You know where this is going… I superimpose the two, so whenever the song invites itself into my consciousness I end up hearing: (Skipper) Dip – dip – dip… (Jackson) …thriller… . It isn’t long before the evil DJ in my head tires of this parody and stomps off to the demonic record library in search of some other treachery.

He’s out of luck if he picks “It’s You Babe” from Styx. I confess there were a few early Styx songs that I liked, but the ballads are cloying enough for me to permanently take Styx off the play list. I particularly hated vocalist Dennis DeYoung’s crystal-clear articulation on songs like “It’s You Babe.” The opening line of the song begins Babe I’m leaving… and those four syllables have been burned into my mind as if tattooed there by a gleaming diamond.

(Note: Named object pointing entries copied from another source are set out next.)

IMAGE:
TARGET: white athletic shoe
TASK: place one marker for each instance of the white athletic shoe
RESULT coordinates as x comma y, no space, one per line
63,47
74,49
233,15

The evil DJ digs that one out occasionally and slaps it on, so out of the blue, and beyond my control, I suddenly get BABE I’M LEEEE-VEEEENG belting through my head. Fortunately, and ironically, my cure was to give Dennis DeYoung a really bad head cold. Now, when that record spins, I hear BABE I’B LEEEB-EEEEEG. Needless to say, the evil DJ tires of this quickly.

Recently, I’ve brought a double-whammy to this one. I’m reading Between Meals: An Appetite for Paris by New Yorker alumnus A.J. Liebling. For the past week, if the evil DJ tries to slip that one past me he’s met with Dennis DeYoung yelling AY-JAY-LIEBLING! That oughta shut it down for good!

Monkey time!

august-monkeyIt’s time for the August monkey: Something Weird: The Musical!

In other words, tell us something weird about yourself that involves music. I don’t just mean the normal weird things, like that you’re a closet Barry Manilow fan or you lost your virginity at an Alice Cooper concert. Tell us the really bizarre stuff. Take me, for example — I never get the lyrics right. I interpret songs in all kinds of weird ways because I just don’t hear right. I was a teenager before I realized that “Puff the Magic Dragon” wasn’t “Puff-da-matic Dragon.” (Lyrics . . .)

Bring it on! We won’t laugh, really! Post your monkey on Monday. That’s when I’ll tell you about some really bent musical obsessions that I can’t get out of my head — and I’m hoping you won’t call for the men in the white coats after reading it!

Update: As I think about my upcoming monkey I’m remembering more weirdness about that song. I hated it, and not just because I couldn’t figure out what a “puff-da-matic” dragon was. After all, it was in my nature to hate all popular things when I was a kid. But I particularly hated this song because all the kids I hated would sing it, and grownups who I hated tried to make me sing it.

I was particularly disturbed by the line in the song that goes “A dragon lives forever, but not so little boys.” It refers to the fact that kids grow up, but to a nasty and angst-filled kid like me it conjured images of little boys dying slow and miserable deaths from cancerous boils or flesh-eating diseases. Bleh!